Тогда Джек пересказал Ханнеле и Ритве жуткую историю, приключившуюся с ним и мамой ночью в отеле «Торни», когда Сами ломился к ним в дверь – а равно и про то, как его жена, куда моложе Сами, хамила Алисе в «Сальве» и объясняла, что она отбирает у мужа клиентов.
Ханнеле снова покачала головой (любопытно, что ее короткие курчавые волосы даже не дрожали при этом).
– Жена Сами умерла задолго до того, как вы с мамой приехали в Хельсинки, Джек, – сказала Ритва. – Официантка из «Сальве» – его дочь.
– Ее зовут Минна, – добавила Ханнеле. – Она дружила с Уильямом, он любил женщин постарше. Я всегда считала, что они странная пара, но у Минны была тяжелая жизнь, почти как у твоего папы. Она родила вне брака, и ребенок умер маленьким, у него был порок дыхательных путей.

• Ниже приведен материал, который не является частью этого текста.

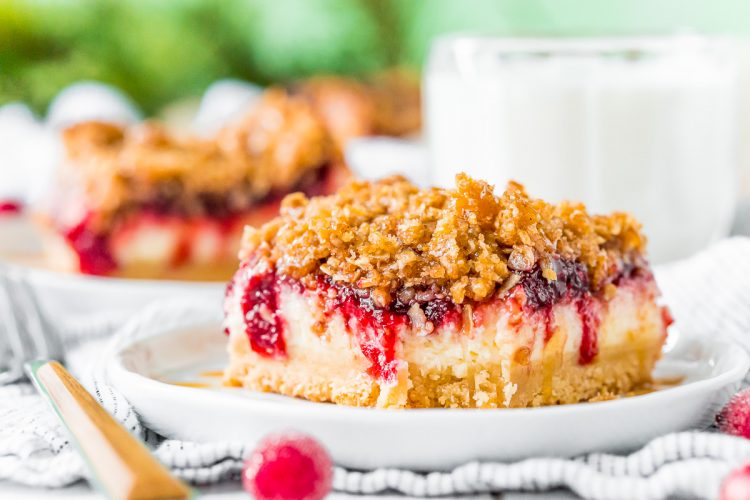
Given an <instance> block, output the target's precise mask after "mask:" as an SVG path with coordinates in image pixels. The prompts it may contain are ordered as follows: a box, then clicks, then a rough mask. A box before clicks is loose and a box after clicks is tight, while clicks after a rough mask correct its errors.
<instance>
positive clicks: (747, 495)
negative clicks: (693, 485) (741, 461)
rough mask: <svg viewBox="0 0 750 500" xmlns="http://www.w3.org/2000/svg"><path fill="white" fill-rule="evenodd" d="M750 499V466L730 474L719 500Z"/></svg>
mask: <svg viewBox="0 0 750 500" xmlns="http://www.w3.org/2000/svg"><path fill="white" fill-rule="evenodd" d="M747 499H750V465H745V466H744V467H741V468H739V469H737V470H736V471H734V472H732V473H731V474H729V475H728V476H727V477H726V479H724V482H723V483H722V485H721V492H720V493H719V500H747Z"/></svg>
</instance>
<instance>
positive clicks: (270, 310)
mask: <svg viewBox="0 0 750 500" xmlns="http://www.w3.org/2000/svg"><path fill="white" fill-rule="evenodd" d="M240 273H242V274H246V271H244V270H243V269H240ZM228 292H229V291H228ZM278 297H279V282H278V280H277V279H276V274H275V273H274V272H272V271H270V272H267V273H263V274H251V275H250V276H249V278H248V279H247V282H246V283H245V286H244V289H243V294H242V297H241V298H240V307H241V308H242V314H243V315H244V317H245V333H246V334H247V337H248V339H250V347H252V349H253V351H255V352H257V353H258V354H261V355H263V356H267V357H272V358H283V357H284V356H286V343H285V342H284V320H283V318H282V317H281V316H280V315H279V308H278V305H279V300H278Z"/></svg>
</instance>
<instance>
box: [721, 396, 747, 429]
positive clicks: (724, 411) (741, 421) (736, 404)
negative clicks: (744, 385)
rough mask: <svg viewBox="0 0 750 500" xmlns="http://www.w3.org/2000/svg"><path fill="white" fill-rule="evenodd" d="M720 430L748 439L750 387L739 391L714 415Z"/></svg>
mask: <svg viewBox="0 0 750 500" xmlns="http://www.w3.org/2000/svg"><path fill="white" fill-rule="evenodd" d="M716 424H717V425H718V426H719V429H720V430H721V432H724V433H726V434H731V435H733V436H741V437H744V438H747V439H750V389H745V390H744V391H740V392H738V393H737V394H735V395H734V396H732V399H730V400H729V402H728V403H727V404H726V406H724V408H722V410H721V411H720V412H719V414H718V415H717V416H716Z"/></svg>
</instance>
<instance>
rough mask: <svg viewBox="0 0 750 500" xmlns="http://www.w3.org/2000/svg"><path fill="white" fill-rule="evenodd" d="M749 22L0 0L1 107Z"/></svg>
mask: <svg viewBox="0 0 750 500" xmlns="http://www.w3.org/2000/svg"><path fill="white" fill-rule="evenodd" d="M685 28H688V29H694V30H697V31H701V32H709V33H724V34H745V33H748V32H750V2H748V1H747V0H216V1H211V0H206V1H199V0H171V1H166V0H98V1H97V0H68V1H64V0H0V104H2V103H5V102H9V101H14V100H22V101H26V102H28V103H29V104H30V105H31V106H32V107H33V108H34V109H35V110H37V111H39V112H43V111H44V110H45V108H46V106H47V105H48V104H49V102H50V100H51V99H52V98H53V97H54V96H55V94H56V93H57V92H58V91H59V90H60V89H62V88H63V87H65V86H67V85H69V84H70V83H73V82H75V81H78V80H82V79H87V80H100V81H103V82H106V83H110V84H113V85H115V86H117V87H119V88H121V89H122V90H124V91H125V92H126V93H127V94H129V95H130V96H131V97H132V98H133V99H134V100H135V101H136V102H137V103H139V104H140V105H141V107H142V108H143V109H144V110H145V111H146V112H147V113H153V112H155V111H156V110H158V109H160V108H161V107H163V106H164V105H166V104H167V103H169V102H172V101H174V100H176V99H180V98H184V97H187V96H196V95H200V93H201V92H202V91H203V90H204V89H205V88H206V87H207V86H208V85H209V84H210V83H211V82H213V81H215V80H217V79H219V78H223V77H237V78H241V79H245V80H249V81H253V82H257V83H260V84H267V83H269V82H275V81H289V80H292V79H295V78H300V77H304V76H307V75H311V74H315V73H340V74H350V75H362V74H367V73H370V72H373V71H376V70H378V69H380V68H384V67H387V66H392V65H396V64H398V65H409V66H414V67H417V68H418V67H419V66H420V65H421V64H422V62H423V61H424V58H425V55H426V53H427V50H428V48H429V43H430V40H431V39H432V38H433V37H434V36H436V35H439V34H441V33H446V32H455V31H476V30H481V31H484V32H493V33H498V34H505V35H562V36H570V35H621V34H659V33H669V32H674V31H676V30H681V29H685Z"/></svg>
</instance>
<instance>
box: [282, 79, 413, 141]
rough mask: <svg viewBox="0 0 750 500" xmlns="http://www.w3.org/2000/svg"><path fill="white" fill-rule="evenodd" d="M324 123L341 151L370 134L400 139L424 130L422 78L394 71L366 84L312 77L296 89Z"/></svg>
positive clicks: (296, 92)
mask: <svg viewBox="0 0 750 500" xmlns="http://www.w3.org/2000/svg"><path fill="white" fill-rule="evenodd" d="M293 89H294V92H295V93H296V94H298V95H300V96H302V97H303V98H305V99H306V100H307V101H308V102H309V103H310V105H311V106H312V107H313V109H315V111H316V112H317V113H318V115H319V116H320V117H321V119H322V120H323V121H324V122H325V124H326V126H327V127H328V129H329V131H330V132H331V135H332V136H333V137H334V139H335V140H336V142H337V144H338V146H339V148H340V149H343V147H344V146H345V145H346V143H347V141H348V140H350V139H353V138H356V137H362V136H367V135H390V136H401V135H406V134H410V133H413V132H416V131H418V130H419V129H420V127H421V120H422V110H421V95H420V85H419V78H418V77H417V76H416V75H414V74H412V73H410V72H408V71H406V70H400V69H393V70H390V71H385V72H382V73H379V74H376V75H374V76H373V77H372V78H370V79H369V80H367V81H357V80H353V79H351V78H344V77H338V76H318V77H313V78H310V79H308V80H305V81H303V82H300V83H298V84H296V85H294V86H293Z"/></svg>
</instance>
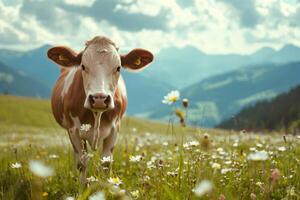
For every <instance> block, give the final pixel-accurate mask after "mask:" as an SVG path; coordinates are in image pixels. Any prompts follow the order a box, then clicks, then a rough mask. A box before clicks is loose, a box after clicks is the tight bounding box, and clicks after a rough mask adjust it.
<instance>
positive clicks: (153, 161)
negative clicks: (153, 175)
mask: <svg viewBox="0 0 300 200" xmlns="http://www.w3.org/2000/svg"><path fill="white" fill-rule="evenodd" d="M153 162H154V161H148V162H147V168H148V169H154V168H156V166H155V165H154V163H153Z"/></svg>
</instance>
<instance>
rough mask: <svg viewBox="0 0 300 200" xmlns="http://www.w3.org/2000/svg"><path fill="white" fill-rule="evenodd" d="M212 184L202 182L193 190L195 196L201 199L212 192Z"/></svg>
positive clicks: (209, 181)
mask: <svg viewBox="0 0 300 200" xmlns="http://www.w3.org/2000/svg"><path fill="white" fill-rule="evenodd" d="M212 188H213V184H212V182H211V181H209V180H203V181H201V182H200V183H199V184H197V185H196V187H195V188H194V189H193V192H194V193H195V195H196V196H198V197H201V196H203V195H205V194H207V193H209V192H211V191H212Z"/></svg>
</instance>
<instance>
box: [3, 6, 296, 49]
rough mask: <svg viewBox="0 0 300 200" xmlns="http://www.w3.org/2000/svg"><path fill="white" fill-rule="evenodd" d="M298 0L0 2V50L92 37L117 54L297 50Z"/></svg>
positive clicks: (80, 47)
mask: <svg viewBox="0 0 300 200" xmlns="http://www.w3.org/2000/svg"><path fill="white" fill-rule="evenodd" d="M299 19H300V1H299V0H164V1H161V0H22V1H21V0H0V48H11V49H23V50H26V49H31V48H35V47H38V46H41V45H43V44H45V43H50V44H63V45H69V46H72V47H73V48H75V49H77V50H80V49H82V48H83V45H84V42H85V41H86V40H88V39H90V38H92V37H93V36H95V35H106V36H108V37H110V38H112V39H113V40H114V41H115V42H116V43H117V44H118V45H119V46H120V48H121V49H123V50H124V49H125V50H127V49H131V48H134V47H144V48H147V49H149V50H151V51H153V52H155V53H157V52H158V51H159V50H160V49H162V48H167V47H183V46H186V45H190V46H194V47H196V48H198V49H200V50H201V51H204V52H206V53H218V54H228V53H239V54H247V53H251V52H254V51H256V50H257V49H259V48H261V47H265V46H268V47H272V48H275V49H278V48H280V47H282V46H283V45H284V44H287V43H293V44H295V45H299V46H300V20H299Z"/></svg>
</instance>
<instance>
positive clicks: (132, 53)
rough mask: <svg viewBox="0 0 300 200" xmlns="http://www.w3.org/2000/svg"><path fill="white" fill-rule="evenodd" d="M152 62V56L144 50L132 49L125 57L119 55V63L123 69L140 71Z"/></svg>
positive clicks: (121, 55) (144, 49)
mask: <svg viewBox="0 0 300 200" xmlns="http://www.w3.org/2000/svg"><path fill="white" fill-rule="evenodd" d="M152 60H153V54H152V53H151V52H150V51H147V50H145V49H133V50H132V51H130V52H129V53H128V54H126V55H121V63H122V66H123V67H124V68H127V69H131V70H140V69H142V68H144V67H145V66H146V65H148V64H149V63H151V62H152Z"/></svg>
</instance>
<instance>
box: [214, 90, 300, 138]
mask: <svg viewBox="0 0 300 200" xmlns="http://www.w3.org/2000/svg"><path fill="white" fill-rule="evenodd" d="M218 128H223V129H236V130H242V129H244V130H251V131H253V130H280V131H285V132H286V133H293V134H297V133H299V132H300V85H299V86H297V87H295V88H293V89H291V90H290V91H289V92H287V93H283V94H281V95H278V96H277V97H276V98H274V99H272V100H265V101H260V102H258V103H256V104H255V105H253V106H249V107H246V108H244V109H243V110H241V111H240V112H239V113H238V114H237V115H236V116H235V117H234V118H232V119H228V120H226V121H224V122H222V123H221V124H219V125H218Z"/></svg>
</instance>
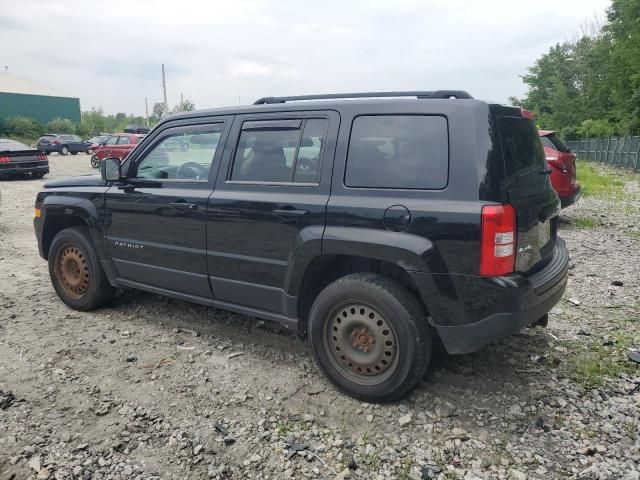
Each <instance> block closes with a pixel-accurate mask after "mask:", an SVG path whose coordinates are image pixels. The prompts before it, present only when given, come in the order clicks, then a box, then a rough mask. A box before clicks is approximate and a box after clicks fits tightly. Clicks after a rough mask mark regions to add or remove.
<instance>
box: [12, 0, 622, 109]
mask: <svg viewBox="0 0 640 480" xmlns="http://www.w3.org/2000/svg"><path fill="white" fill-rule="evenodd" d="M609 3H610V2H609V1H608V0H562V1H558V0H554V1H548V0H537V1H535V2H532V1H522V0H520V1H519V0H485V1H483V2H479V1H472V0H468V1H463V0H424V1H416V0H394V1H386V2H378V1H373V0H370V1H365V0H362V1H360V0H314V1H308V0H297V1H296V0H227V1H224V2H221V1H217V0H209V1H207V0H156V1H148V0H126V1H123V0H109V1H98V0H39V1H35V0H0V69H2V71H4V68H5V66H6V67H8V70H7V71H8V72H10V73H13V74H15V75H20V76H23V77H26V78H29V79H31V80H34V81H37V82H39V83H42V84H44V85H47V86H49V87H51V88H55V89H57V90H59V91H62V92H64V93H66V94H67V95H69V96H74V97H79V98H80V103H81V108H82V109H83V110H89V109H90V108H92V107H102V108H103V109H104V111H105V112H106V113H116V112H125V113H132V114H136V115H142V114H144V111H145V97H147V98H148V102H149V110H151V107H152V105H153V103H154V102H159V101H162V89H161V86H160V84H161V64H162V63H164V64H165V68H166V79H167V96H168V103H169V106H170V107H172V106H173V105H175V104H177V103H178V102H179V100H180V94H182V95H184V97H185V98H188V99H190V100H192V101H193V102H194V103H195V104H196V108H212V107H219V106H229V105H237V104H239V103H241V104H248V103H253V101H255V100H256V99H258V98H260V97H264V96H274V95H301V94H310V93H331V92H333V93H337V92H356V91H360V92H362V91H381V90H438V89H461V90H467V91H468V92H469V93H471V94H472V95H473V96H474V97H476V98H482V99H486V100H492V101H498V102H502V103H506V102H507V99H508V97H510V96H522V95H523V94H524V93H525V92H526V86H525V85H524V84H523V83H522V80H521V78H520V75H522V74H524V73H526V70H527V68H528V67H529V66H531V65H532V64H533V62H534V61H535V59H536V58H538V57H539V56H540V55H541V54H543V53H544V52H545V51H547V50H548V49H549V47H551V46H552V45H554V44H556V43H558V42H562V41H564V40H567V39H571V38H574V37H575V36H576V34H577V33H578V32H579V31H580V27H581V25H584V24H585V22H589V21H592V20H593V19H594V18H595V17H596V16H598V17H600V18H602V17H603V15H604V11H605V9H606V8H607V6H608V5H609Z"/></svg>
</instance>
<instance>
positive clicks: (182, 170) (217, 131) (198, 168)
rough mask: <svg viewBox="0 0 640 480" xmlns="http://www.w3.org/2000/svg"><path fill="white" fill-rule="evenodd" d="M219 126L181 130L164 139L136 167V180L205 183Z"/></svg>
mask: <svg viewBox="0 0 640 480" xmlns="http://www.w3.org/2000/svg"><path fill="white" fill-rule="evenodd" d="M221 134H222V124H220V125H211V126H209V127H207V128H206V129H203V128H197V129H193V130H189V129H185V130H181V131H180V132H176V133H173V134H170V135H167V136H166V137H164V138H163V139H162V140H160V142H158V143H157V144H156V145H155V146H154V147H153V149H152V150H151V151H150V152H148V153H147V154H146V155H145V156H144V157H143V158H142V160H141V161H140V162H139V163H138V165H137V175H136V176H137V178H149V179H161V180H207V178H208V177H209V171H210V170H211V163H212V161H213V157H214V155H215V153H216V149H217V148H218V142H219V141H220V136H221Z"/></svg>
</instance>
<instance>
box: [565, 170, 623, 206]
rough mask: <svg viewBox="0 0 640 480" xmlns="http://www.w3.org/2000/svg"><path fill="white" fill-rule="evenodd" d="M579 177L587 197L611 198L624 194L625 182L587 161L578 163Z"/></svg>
mask: <svg viewBox="0 0 640 480" xmlns="http://www.w3.org/2000/svg"><path fill="white" fill-rule="evenodd" d="M576 169H577V172H576V173H577V177H578V181H579V182H580V185H581V186H582V194H583V195H584V196H585V197H586V196H593V197H602V198H610V197H617V196H620V195H622V194H623V193H624V190H623V187H624V180H622V179H620V178H616V177H615V176H614V175H611V174H609V173H607V172H605V171H604V169H598V168H597V167H596V166H594V165H593V164H590V163H587V162H585V161H577V162H576Z"/></svg>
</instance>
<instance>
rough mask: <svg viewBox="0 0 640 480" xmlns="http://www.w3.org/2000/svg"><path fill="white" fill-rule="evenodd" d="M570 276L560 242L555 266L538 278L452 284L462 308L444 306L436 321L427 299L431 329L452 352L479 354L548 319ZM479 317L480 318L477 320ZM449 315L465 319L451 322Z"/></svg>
mask: <svg viewBox="0 0 640 480" xmlns="http://www.w3.org/2000/svg"><path fill="white" fill-rule="evenodd" d="M568 271H569V254H568V251H567V247H566V245H565V243H564V241H563V240H562V239H561V238H559V237H558V238H557V242H556V246H555V250H554V255H553V258H552V260H551V261H550V262H549V263H548V264H547V265H546V266H545V267H544V268H543V269H542V270H540V271H538V272H536V273H534V274H531V275H520V274H514V275H510V276H505V277H471V276H466V277H465V279H464V281H460V280H457V281H453V282H452V283H453V284H454V286H455V288H456V290H457V292H456V293H457V299H458V302H457V304H456V305H453V303H452V302H451V303H449V304H446V302H445V304H444V305H443V304H442V303H440V305H439V306H438V307H436V308H434V311H435V312H437V315H436V316H434V314H433V312H432V311H431V305H430V304H429V299H427V298H426V299H425V300H426V302H427V306H428V308H429V309H430V313H431V319H432V321H431V323H432V325H433V326H434V327H435V329H436V330H437V332H438V334H439V336H440V338H441V340H442V343H443V344H444V346H445V348H446V350H447V352H449V353H450V354H459V353H469V352H474V351H476V350H479V349H480V348H482V347H483V346H485V345H487V344H488V343H491V342H492V341H494V340H496V339H499V338H501V337H505V336H507V335H510V334H513V333H516V332H518V331H519V330H521V329H522V328H523V327H525V326H527V325H530V324H532V323H534V322H535V321H536V320H538V319H540V318H541V317H543V316H544V315H545V314H546V313H548V312H549V310H551V309H552V308H553V306H554V305H555V304H556V303H557V302H558V301H559V300H560V298H561V297H562V295H563V293H564V291H565V288H566V286H567V278H568ZM432 300H434V299H433V297H432ZM474 307H475V308H474ZM479 312H481V317H480V318H473V317H474V316H476V314H478V313H479ZM447 313H448V314H449V315H451V314H453V315H456V314H457V315H460V314H461V315H464V316H463V317H462V318H461V317H457V318H451V317H449V315H447ZM445 322H446V323H445ZM453 322H456V323H455V324H453Z"/></svg>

– Джек, пойми, твой папа не искал себе любовниц. Я думаю, он был все еще влюблен в датчанку, – заметила Ритва. – Минна была для него утешением. Я думаю, он и на себя так смотрел – мол, я уже ни на что не годен, кроме как быть утешением кому-то другому. Знаешь, это старая христианская идея – найди кого-нибудь, кому плохо, и поддержи его.
Агнета Нильсон, учившая Уильяма по классу хора в Стокгольме, а Джека по классу катания на коньках, была из тех, что постарше. Агнете, наверное, тоже было плохо – в конце концов, у нее же слабое сердце.
– Смотри, Джек, мы ведь с Ритвой музыканты, да преотменные. Твой папа тоже был в первую и главную очередь музыкантом, – сказала Ханнеле. – Я живу, как мне хочется, но я не считаю, что имею на это право потому, что я – человек искусства. Уильям тоже не считал, что из этого что-то следует. Но твоя-то мамаша по какому праву делала то, что она делала? Она считала, что ей все должны, что ей все позволено! Да с какой радости, хотела бы я знать!